What changes do we want to see in the world of education? What would things look like? I envision peaceful, happy places that inspire and motivate children (and adults!) to explore and develop to their fullest capacity, where individual temperament, learning style, strengths and weaknesses are all respected and worked with in a humane way that brings out the best in all of us. Ultimately, this vision would extend beyond education because for it to take root in education, it will need to be sown in the greater society.
When you’ve worked with young children as long as I have, you learn to deeply respect and appreciate the innate characteristics of human beings. From birth, our brains are pre-wired to connect deeply just by looking eye to eye. As young as eighteen months babies display compassion, wanting to help someone in pain. When such capacities are nurtured, children grow in a healthy way. When they are exposed to violence, fear, hatred, and anger, they grow up to feel threatened easily, defensive, and sometimes aggressive.

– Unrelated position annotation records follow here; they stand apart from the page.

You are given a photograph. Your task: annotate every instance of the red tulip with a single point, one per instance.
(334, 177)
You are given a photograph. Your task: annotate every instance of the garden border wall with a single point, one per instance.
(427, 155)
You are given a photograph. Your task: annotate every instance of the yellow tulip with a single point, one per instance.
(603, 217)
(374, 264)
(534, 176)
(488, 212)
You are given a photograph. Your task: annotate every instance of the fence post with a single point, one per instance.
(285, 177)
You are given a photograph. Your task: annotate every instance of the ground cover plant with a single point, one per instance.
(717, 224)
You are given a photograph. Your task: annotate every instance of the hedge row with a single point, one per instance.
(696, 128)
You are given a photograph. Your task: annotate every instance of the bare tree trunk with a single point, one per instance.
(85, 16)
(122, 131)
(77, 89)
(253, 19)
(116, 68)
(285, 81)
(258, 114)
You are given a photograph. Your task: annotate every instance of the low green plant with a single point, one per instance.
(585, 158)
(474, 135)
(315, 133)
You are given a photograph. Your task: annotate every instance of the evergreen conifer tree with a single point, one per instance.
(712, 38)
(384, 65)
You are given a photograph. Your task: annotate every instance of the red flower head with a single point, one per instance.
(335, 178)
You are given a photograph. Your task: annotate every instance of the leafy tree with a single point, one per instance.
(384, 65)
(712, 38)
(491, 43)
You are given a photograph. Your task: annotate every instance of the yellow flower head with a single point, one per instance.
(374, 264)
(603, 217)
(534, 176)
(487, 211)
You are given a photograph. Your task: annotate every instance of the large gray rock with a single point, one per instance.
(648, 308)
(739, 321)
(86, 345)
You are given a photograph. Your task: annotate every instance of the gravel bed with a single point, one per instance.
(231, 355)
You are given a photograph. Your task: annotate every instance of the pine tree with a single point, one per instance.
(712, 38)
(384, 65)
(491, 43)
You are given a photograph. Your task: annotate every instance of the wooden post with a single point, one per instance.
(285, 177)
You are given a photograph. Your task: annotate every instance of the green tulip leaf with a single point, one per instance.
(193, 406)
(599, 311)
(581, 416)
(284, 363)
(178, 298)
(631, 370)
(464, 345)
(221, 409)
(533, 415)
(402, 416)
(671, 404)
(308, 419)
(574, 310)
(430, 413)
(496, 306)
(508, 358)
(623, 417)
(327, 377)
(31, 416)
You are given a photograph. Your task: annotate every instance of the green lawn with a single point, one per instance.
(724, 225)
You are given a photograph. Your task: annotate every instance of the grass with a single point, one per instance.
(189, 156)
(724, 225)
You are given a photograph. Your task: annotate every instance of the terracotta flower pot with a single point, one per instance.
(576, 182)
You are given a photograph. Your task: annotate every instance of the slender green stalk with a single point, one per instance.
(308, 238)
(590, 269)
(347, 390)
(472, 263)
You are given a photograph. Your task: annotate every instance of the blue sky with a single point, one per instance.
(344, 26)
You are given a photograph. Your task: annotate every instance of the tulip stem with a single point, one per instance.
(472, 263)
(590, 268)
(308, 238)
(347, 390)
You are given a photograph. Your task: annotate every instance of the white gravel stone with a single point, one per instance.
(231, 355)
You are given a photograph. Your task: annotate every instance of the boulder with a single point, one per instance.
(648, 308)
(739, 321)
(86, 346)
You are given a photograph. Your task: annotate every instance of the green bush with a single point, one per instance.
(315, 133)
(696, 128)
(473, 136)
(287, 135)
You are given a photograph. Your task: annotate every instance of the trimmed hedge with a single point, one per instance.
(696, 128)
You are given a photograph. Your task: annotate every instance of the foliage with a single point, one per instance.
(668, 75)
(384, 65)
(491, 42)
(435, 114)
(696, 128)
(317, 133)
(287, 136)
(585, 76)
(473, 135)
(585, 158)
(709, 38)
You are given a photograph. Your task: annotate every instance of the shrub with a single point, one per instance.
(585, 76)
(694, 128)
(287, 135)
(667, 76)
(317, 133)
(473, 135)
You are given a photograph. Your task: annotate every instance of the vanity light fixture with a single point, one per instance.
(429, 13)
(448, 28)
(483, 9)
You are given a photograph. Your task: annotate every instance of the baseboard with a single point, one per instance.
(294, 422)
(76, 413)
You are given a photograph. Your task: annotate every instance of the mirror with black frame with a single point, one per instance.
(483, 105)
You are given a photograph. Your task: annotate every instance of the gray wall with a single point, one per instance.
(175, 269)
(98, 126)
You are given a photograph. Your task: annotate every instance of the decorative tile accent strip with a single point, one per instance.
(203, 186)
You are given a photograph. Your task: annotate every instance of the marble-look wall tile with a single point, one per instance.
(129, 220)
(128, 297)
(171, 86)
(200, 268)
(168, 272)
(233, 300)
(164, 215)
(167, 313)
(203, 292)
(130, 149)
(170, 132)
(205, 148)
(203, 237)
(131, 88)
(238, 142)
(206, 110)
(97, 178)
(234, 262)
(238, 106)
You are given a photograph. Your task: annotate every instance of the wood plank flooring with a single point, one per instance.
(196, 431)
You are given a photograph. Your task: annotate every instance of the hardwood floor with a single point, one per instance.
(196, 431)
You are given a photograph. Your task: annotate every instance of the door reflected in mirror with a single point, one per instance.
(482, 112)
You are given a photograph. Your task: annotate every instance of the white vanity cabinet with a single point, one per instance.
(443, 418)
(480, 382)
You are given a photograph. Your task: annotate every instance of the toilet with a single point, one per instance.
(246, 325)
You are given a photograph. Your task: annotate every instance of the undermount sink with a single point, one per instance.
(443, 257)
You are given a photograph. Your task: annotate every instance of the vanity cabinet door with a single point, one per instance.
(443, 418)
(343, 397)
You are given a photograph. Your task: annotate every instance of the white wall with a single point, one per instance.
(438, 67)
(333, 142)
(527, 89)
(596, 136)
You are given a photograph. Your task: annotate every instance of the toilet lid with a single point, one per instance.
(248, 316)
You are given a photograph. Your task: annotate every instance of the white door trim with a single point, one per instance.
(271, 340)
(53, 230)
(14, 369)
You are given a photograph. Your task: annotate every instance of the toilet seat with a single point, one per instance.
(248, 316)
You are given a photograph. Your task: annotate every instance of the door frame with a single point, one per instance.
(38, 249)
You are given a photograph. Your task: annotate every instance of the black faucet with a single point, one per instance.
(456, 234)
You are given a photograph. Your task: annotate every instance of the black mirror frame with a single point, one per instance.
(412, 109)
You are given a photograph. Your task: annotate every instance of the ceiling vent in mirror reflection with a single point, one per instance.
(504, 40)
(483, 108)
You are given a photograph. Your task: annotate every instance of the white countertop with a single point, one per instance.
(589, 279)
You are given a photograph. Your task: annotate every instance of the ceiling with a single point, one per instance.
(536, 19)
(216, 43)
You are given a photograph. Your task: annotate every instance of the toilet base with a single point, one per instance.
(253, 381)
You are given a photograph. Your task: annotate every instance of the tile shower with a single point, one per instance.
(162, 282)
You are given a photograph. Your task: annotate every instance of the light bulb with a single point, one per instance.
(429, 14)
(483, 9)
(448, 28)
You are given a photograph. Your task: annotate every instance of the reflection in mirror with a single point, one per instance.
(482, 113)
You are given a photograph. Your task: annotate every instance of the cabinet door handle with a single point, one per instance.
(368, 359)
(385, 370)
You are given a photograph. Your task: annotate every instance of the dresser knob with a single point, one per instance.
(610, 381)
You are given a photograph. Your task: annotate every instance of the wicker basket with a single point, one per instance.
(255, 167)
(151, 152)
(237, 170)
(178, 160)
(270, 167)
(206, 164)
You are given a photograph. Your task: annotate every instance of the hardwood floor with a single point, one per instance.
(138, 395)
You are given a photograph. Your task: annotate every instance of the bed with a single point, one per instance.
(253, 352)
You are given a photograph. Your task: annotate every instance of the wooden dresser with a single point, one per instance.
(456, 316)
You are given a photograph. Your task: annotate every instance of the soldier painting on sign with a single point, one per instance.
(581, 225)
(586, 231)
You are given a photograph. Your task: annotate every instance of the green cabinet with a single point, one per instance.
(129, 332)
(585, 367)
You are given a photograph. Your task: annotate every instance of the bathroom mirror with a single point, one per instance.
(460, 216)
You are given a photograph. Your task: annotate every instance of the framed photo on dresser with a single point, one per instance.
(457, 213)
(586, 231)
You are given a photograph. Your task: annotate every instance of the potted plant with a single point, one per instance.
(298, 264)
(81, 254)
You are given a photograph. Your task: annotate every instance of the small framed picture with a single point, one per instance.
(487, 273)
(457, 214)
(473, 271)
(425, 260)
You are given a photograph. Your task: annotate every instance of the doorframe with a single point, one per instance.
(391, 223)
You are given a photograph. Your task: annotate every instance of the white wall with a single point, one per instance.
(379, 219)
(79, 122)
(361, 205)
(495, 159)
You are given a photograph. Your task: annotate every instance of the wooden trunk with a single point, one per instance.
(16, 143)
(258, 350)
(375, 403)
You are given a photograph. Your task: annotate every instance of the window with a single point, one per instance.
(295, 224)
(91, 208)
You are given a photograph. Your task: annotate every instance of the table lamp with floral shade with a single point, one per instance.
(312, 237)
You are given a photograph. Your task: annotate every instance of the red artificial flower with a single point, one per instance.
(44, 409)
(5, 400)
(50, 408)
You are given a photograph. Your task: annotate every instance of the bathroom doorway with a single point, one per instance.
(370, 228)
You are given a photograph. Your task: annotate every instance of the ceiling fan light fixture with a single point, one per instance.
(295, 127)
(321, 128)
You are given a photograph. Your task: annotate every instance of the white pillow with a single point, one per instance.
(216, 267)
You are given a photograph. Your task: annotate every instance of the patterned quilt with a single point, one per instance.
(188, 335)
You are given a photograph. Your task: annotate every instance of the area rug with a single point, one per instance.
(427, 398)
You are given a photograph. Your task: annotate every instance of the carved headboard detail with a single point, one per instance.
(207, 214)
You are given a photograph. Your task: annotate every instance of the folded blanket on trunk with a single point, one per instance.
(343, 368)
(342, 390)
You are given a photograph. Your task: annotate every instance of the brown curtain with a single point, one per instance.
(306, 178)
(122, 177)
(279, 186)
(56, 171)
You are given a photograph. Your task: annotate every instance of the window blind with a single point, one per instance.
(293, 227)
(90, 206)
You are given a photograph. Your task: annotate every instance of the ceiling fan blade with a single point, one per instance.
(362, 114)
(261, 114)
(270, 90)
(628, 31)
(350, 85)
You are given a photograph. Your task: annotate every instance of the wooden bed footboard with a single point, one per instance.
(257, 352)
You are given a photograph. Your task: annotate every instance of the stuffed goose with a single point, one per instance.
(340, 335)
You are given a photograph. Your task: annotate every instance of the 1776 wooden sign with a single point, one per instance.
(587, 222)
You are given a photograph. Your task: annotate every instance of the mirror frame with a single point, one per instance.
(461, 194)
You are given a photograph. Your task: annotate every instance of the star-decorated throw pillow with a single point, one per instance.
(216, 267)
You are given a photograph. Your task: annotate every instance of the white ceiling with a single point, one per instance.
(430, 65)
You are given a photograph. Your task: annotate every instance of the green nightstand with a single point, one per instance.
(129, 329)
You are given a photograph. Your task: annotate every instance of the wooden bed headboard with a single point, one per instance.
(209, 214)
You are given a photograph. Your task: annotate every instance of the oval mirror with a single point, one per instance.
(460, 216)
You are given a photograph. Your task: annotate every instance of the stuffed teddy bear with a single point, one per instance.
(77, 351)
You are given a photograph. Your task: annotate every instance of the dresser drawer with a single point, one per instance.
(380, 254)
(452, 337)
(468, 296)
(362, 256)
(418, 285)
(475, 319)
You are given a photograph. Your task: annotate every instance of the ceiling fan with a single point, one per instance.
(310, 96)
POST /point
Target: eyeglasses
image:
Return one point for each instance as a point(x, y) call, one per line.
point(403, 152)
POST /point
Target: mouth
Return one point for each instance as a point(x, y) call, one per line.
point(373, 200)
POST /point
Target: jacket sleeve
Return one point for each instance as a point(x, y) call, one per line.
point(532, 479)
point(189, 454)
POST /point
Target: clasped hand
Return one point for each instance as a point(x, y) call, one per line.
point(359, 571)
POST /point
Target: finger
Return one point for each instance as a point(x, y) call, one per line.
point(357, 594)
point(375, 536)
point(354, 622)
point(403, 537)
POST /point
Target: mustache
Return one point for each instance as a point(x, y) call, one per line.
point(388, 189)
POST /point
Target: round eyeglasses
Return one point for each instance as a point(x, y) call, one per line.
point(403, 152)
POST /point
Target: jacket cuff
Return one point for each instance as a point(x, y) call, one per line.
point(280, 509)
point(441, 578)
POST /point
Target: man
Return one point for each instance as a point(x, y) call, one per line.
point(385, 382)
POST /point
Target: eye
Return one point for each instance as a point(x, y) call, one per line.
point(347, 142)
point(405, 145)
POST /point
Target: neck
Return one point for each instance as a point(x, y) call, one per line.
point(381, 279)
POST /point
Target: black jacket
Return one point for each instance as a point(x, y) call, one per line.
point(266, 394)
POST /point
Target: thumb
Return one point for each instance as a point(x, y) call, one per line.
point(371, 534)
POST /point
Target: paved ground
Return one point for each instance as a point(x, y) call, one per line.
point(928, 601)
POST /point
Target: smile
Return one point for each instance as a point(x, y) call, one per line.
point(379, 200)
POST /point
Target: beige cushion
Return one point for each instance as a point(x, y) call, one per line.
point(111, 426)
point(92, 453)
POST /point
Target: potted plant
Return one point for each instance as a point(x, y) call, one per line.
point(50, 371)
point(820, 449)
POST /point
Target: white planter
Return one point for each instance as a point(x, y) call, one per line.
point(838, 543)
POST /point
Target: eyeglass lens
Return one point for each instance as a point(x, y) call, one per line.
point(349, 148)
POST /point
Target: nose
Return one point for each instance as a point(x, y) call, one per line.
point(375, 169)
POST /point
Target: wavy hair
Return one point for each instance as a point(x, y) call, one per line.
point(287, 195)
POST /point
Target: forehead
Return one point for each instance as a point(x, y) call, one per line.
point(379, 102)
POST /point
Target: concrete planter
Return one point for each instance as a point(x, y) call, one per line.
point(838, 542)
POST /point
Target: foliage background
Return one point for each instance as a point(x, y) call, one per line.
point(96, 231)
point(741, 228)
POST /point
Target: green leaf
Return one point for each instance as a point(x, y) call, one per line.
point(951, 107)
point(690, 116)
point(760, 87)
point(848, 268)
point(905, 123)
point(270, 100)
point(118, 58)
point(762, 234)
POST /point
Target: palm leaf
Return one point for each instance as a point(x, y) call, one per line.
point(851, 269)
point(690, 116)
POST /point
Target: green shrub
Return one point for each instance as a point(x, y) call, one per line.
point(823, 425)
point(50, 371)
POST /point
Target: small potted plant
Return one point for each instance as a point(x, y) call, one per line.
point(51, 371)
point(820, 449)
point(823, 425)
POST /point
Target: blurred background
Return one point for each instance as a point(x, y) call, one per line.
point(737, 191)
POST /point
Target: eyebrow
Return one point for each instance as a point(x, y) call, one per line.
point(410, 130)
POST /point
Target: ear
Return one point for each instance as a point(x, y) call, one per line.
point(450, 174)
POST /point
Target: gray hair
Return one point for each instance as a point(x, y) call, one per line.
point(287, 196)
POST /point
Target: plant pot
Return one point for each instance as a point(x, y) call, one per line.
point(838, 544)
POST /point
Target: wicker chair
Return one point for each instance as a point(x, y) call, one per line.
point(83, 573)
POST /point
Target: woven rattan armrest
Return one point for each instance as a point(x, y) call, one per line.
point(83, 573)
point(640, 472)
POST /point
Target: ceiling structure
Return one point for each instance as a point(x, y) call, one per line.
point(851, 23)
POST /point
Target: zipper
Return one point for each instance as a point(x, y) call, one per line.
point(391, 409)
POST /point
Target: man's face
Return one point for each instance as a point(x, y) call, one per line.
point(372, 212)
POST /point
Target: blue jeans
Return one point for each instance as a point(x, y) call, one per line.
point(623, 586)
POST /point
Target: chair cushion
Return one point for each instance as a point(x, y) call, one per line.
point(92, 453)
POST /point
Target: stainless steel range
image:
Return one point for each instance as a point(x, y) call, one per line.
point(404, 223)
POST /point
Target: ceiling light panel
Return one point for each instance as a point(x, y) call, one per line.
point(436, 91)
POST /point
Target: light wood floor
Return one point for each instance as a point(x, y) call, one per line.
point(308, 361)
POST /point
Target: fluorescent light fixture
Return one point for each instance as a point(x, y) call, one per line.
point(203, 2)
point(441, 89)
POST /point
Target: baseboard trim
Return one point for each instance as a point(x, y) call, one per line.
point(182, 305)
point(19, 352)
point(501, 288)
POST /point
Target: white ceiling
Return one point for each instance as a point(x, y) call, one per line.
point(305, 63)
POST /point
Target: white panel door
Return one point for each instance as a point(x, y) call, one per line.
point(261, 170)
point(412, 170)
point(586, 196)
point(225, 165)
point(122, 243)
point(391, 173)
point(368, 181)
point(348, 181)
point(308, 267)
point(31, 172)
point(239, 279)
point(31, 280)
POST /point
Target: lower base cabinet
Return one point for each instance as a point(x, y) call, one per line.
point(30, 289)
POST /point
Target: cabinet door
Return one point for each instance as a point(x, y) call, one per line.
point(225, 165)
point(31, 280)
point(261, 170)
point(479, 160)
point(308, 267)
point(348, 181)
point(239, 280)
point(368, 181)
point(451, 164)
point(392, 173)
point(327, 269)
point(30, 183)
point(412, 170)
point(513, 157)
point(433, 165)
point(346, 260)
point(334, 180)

Today our schools are full of children in the latter category. Poverty, neglect, abuse, over-exposure to violent media take its toll on this capacity. We find that helping teachers bring their calm, caring presence to the classroom catalyzes a dramatic change in the classroom social and emotional environment. The adult is the model for the child. Mindful adults help children be more mindful and calm. They become what British Psychiatrist John Bowlby identified as a “secure base,” supporting children to safely take the little risks that are necessary to learn, to be creative and to think outside the box. I envision a new education that promotes these capacities among teachers and the skills and knowledge to integrate a mindful approach into learning activities that will enliven the curriculum and engage the innate human motive to learn and grow.
So, this is my vision. But there are a lot of details that need to be worked out here, and I would love to hear your thoughts.
Teachers, please share your experiences. How are you helping to build a more mindful educational system?